Flash storage offer incredibly low latency, measured in milliseconds or even microseconds.

Initially offered as an add-in alongside existing spinning disk array products, the flash market has spawned entire product categories of all-flash and hybrid flash arrays.

And while those types of storage product mirror somewhat the existing architecture of HDD-based arrays, new architectures threaten the long dominance of NAS and SAN.

Here we are talking about hyper-converged or so-called Hyperscale architectures.

The internet big guns have got together to promote so-called open-source hardware

This sees compute, storage and networking capacity all in one unit. It has been driven by internet giants such as Google and Facebook, whose requirements have been for vast amounts of compute and storage to service webscale operations.

With the in-house expertise to do it and a keenness to avoid the cost and lock-in of enterprise storage products, they built grids of what are essentially servers. Unlike the norms of enterprise storage, where if, say, a HDD fails, you replace it, with webscale architectures a failed compute/storage/network node is replaced in its entirety.

Open-source hardware

While the internet big guns have got together to promote so-called open-source hardware, some storage startups have begun to ape the developments of hyper-converged infrastructure and so we have seen hardware products that combine compute, storage and networking from the likes of Nutanix, Simplivity and VMware with its EVO:Rail.

Increasingly, also we are seeing these products offered as software that can be run on dedicated commodity server hardware or as virtual machines within a virtualisation hypervisor.

This development – so-called software-defined storage – threatens to shatter the lock the big storage hardware makers have had on the market. It could break the link between storage hardware – essentially commodity products – from the intelligence of storage in the software.

There is no reason, in theory, why enterprise storage cannot be built from commodity hardware and storage software.

Significant numbers of organisations already use the cloud for some form of data storage

At the same time, the enterprise storage market as it has existed for 20 years is also threatened by the cloud.

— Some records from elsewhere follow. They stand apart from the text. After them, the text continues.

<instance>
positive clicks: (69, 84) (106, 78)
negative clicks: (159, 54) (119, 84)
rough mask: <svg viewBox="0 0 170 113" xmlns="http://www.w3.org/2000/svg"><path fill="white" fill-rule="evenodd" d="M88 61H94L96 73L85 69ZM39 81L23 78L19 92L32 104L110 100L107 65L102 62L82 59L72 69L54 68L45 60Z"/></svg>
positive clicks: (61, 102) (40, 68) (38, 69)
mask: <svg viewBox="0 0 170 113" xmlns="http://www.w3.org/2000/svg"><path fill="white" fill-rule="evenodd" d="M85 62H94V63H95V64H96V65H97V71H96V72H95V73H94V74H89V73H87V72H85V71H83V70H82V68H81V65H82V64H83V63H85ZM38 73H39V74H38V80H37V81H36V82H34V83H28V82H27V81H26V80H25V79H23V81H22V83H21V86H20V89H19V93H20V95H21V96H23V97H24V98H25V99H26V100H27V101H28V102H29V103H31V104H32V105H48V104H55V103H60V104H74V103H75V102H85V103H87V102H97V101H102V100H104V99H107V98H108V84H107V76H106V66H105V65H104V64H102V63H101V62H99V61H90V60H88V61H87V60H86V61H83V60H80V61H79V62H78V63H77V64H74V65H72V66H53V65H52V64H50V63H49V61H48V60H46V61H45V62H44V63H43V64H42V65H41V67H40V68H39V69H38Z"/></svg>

It is true that, at present, the cloud is hampered by concerns over availability and security and certainly lacks the rapid access times required for the hottest data, but those obstacles are likely to be overcome in time.

Cloud for storage

In fact, significant numbers of organisations already use the cloud for some form of data storage, notably for backups and archives that do not require rapid access times and we already see the use of the cloud in hybrid form, as a target for backups, as a nearline tier to in-house storage, for example.

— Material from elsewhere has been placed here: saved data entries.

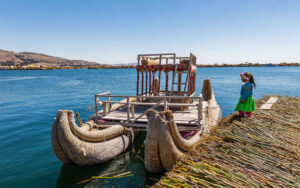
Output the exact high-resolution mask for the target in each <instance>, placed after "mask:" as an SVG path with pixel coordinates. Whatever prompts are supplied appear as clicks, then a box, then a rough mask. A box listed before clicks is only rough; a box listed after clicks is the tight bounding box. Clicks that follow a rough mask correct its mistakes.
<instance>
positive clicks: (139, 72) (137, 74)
mask: <svg viewBox="0 0 300 188" xmlns="http://www.w3.org/2000/svg"><path fill="white" fill-rule="evenodd" d="M136 72H137V78H136V96H139V89H140V88H139V82H140V71H139V68H137V69H136Z"/></svg>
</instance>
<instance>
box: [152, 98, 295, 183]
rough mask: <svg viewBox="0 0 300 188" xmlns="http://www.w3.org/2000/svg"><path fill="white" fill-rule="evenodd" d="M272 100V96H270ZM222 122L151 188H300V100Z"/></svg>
mask: <svg viewBox="0 0 300 188" xmlns="http://www.w3.org/2000/svg"><path fill="white" fill-rule="evenodd" d="M273 96H274V95H273ZM270 97H271V96H270V95H269V96H264V97H263V98H262V99H260V100H258V101H257V102H256V108H257V111H256V113H255V115H254V117H253V118H239V117H236V116H235V115H234V114H232V115H230V116H228V117H225V118H223V119H222V120H221V122H220V123H219V124H218V125H217V126H216V127H215V128H214V129H213V130H211V134H210V135H209V136H206V137H203V139H202V140H201V142H199V143H198V144H196V145H195V146H194V148H193V149H192V150H190V151H189V152H187V153H186V154H185V155H184V156H183V157H182V158H181V160H180V161H179V162H178V163H177V164H176V165H175V166H174V167H173V169H172V170H171V171H170V172H167V173H166V175H165V176H164V177H163V178H162V179H161V180H160V181H159V182H157V183H156V184H155V185H154V187H300V98H299V97H282V96H276V97H278V101H277V102H276V103H275V104H274V105H273V106H272V108H271V109H270V110H260V109H259V107H260V106H261V105H262V104H263V103H264V102H266V101H267V100H268V99H269V98H270Z"/></svg>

But eventually, concerns over access and security are likely to dissolve. When that happens, the possibility is that cloud storage, with a network of providers able to buy or build storage hardware at economies of scale, will become the norm and organisations need only have minimal local capacity, or even none at all.

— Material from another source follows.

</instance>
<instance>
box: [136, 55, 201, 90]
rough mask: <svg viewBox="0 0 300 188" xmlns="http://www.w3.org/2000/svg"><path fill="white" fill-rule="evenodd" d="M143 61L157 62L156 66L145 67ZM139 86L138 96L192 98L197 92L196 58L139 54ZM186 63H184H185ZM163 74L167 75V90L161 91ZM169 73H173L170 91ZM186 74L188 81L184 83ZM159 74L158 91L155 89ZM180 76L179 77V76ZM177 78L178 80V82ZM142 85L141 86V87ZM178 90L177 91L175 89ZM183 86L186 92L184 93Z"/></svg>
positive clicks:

So, that’s 50 years of data storage. In that time, we have travelled from paper and card as the key medium and a world where you would never see a screen. Instead, you would queue up at the counter and book a computing slot, with the results coming back on reams of paper the next day or maybe in an hour or two, if you were lucky.

Now we live in a world where vast amounts of business-critical transactions can be read and written every second. Magnetic tape is still with us, of course, and with its exponential increases in capacity and throughput, it is likely to remain for cost-effective long-term storage for a few years. But apart from that, all that remains the same are the bits and bytes of digital information.

If the next 50 years see transformations of the same magnitude, what will data storage look like then?